Besides the Golden Gate Bridge, San Francisco has a second popular landmark and tourist attraction to offer: Alcatraz, often referred to as “The Rock”. The small island is located in the San Francisco Bay, 1.5 miles (2.4 km) offshore from San Francisco and very well-know for its past as a prison.
Alcatraz was a federal prison from 1933 until 1963. Landmarks on the island include the Main Cell house, Dining Hall, Library, Lighthouse, the ruins of the Warden’s House and Officers Club, Parade Grounds, Building 64, Water Tower, New Industries Building, Model Industries Building, and the Recreation Yard. Alcatraz was designed to hold about 250 prisoners who continuously caused trouble at other federal prisons, mostly notorious bank robbers and murderers. During the 29 years it was in use, the jail held some of the most famous criminals in American history like Al Capone, Robert Franklin Stroud aka “the Birdman of Alcatraz”, George “Machine Gun” Kelly, Bumpy Johnson, Rafael Cancel Miranda, Mickey Cohen, Arthur R. “Doc” Barker, James “Whitey” Bulger and Alvin “Creepy” Karpis.
Besides, the island also provided housing for the prisons staff and their families. Several kids were raised at Alcatraz and spent their childhood next to the dangerous men behind bars.
During its 29 years of operation, the prison claimed that no prisoner ever successfully escaped. In total 36 prisoners made 14 escape attempts: 23 were caught alive, 6 were shot and killed during their escape, 2 drowned, and 5 are listed as “missing and presumed drowned”. The most violent escape occurred and failed in May 1946, where several prisoners and officers were killed.
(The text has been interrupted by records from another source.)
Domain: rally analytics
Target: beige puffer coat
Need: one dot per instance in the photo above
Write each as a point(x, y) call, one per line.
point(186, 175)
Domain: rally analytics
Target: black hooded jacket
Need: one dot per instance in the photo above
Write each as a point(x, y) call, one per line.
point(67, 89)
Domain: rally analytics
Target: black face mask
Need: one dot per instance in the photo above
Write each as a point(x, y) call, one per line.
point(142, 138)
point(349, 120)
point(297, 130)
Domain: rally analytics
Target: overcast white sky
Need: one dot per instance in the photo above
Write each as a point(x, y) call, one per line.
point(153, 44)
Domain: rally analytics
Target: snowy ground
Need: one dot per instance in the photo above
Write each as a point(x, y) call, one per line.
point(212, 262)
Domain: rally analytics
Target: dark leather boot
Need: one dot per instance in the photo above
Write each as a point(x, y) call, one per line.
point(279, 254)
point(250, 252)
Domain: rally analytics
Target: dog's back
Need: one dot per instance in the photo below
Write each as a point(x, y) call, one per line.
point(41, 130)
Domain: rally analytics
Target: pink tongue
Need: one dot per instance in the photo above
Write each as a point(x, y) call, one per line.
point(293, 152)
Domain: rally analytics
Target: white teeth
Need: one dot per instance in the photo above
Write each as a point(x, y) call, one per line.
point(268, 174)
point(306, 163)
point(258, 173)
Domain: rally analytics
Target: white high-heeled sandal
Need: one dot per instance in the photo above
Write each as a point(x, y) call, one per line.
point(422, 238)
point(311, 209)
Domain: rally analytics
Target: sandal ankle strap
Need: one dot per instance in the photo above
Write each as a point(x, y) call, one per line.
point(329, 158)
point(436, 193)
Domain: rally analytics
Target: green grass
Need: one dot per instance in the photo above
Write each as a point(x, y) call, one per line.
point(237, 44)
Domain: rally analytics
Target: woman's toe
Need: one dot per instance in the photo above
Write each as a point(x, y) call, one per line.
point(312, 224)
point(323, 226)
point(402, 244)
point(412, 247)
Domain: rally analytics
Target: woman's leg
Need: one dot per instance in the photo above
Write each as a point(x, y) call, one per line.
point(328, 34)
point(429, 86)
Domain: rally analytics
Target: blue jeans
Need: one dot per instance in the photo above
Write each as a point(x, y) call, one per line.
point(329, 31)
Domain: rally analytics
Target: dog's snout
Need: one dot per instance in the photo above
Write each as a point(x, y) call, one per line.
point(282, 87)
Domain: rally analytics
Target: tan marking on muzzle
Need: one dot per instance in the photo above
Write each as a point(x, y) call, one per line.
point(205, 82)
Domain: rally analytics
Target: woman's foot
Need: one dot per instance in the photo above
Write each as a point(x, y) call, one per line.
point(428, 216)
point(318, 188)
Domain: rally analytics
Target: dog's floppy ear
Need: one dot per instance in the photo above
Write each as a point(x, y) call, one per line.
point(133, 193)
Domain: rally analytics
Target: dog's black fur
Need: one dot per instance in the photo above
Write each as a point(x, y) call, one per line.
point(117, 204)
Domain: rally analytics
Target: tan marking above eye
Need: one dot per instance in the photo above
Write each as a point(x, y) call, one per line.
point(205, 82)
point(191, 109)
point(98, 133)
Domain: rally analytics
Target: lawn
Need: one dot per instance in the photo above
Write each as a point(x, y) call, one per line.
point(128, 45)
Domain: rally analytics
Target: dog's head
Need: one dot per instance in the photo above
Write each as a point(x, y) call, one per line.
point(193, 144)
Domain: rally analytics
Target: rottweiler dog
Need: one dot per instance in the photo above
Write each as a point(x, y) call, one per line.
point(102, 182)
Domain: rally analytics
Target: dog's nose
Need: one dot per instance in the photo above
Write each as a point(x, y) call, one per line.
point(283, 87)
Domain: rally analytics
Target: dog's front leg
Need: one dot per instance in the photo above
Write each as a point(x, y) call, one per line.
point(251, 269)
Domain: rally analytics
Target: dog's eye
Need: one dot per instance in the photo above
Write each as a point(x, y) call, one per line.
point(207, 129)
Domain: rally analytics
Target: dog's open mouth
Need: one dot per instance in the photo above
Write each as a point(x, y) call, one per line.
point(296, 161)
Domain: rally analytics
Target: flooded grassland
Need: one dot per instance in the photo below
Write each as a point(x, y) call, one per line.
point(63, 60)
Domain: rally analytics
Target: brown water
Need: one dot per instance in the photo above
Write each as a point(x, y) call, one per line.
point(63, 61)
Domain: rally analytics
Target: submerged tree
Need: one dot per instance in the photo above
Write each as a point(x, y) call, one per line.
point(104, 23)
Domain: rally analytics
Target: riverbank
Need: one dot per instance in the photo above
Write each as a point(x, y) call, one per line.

Because of the high costs, the prison was closed in March 1963 by Attorney General Robert F. Kennedy. All inmates were transferred to the newly build United States Penitentiary in Marion, Illinois. Many of you will think, that’s the end of the story – and to be honest, I did as well. But there is more is to come!
In November 1969, the island was occupied by a group of Native Americans called United Indians of All Tribes to protest against federal policies related to American Indians. They demanded reparation for the many treaties broken by the US government and for the lands which were taken from so many tribes. During the 19 months of occupation, several buildings at Alcatraz were damaged or destroyed by fire including the recreation hall, the Coast Guard quarters and the warden’s home. Graffiti and other marks from that time are still visible at many locations on the island – like “Indians welcome” at the pier.
President Richard Nixon established a new policy of self-determination as a result of the publicity and awareness created by the occupation. The occupation ended peacefully on June 11, 1971.
Today, the island is part of the Golden Gate National Recreation Area and is open to tours. The only way to get to Alcatraz is by ferry from Pier 33 near Fisherman’s Wharf. The ticket also includes an 1 hour self-guided audio-tour which I can highly recommend! The tour takes you to all important places on the island and reveals all parts of Alcatraz history.
When I visited Alcatraz in February 2015, there was also a special exhibition taking place: @Large – Ai Weiwei on Alcatraz. The Chinese artist Ai Weiwei is internationally know for his work and selected America’s most notorious prison as the home for his new show. Because his passport remains in the hands of Chinese government authorities, he can’t leave the country and has never been to Alcatraz. The installation was constructed in this studio in Beijing for over 3 years and should reveal new perspectives about freedom and human rights.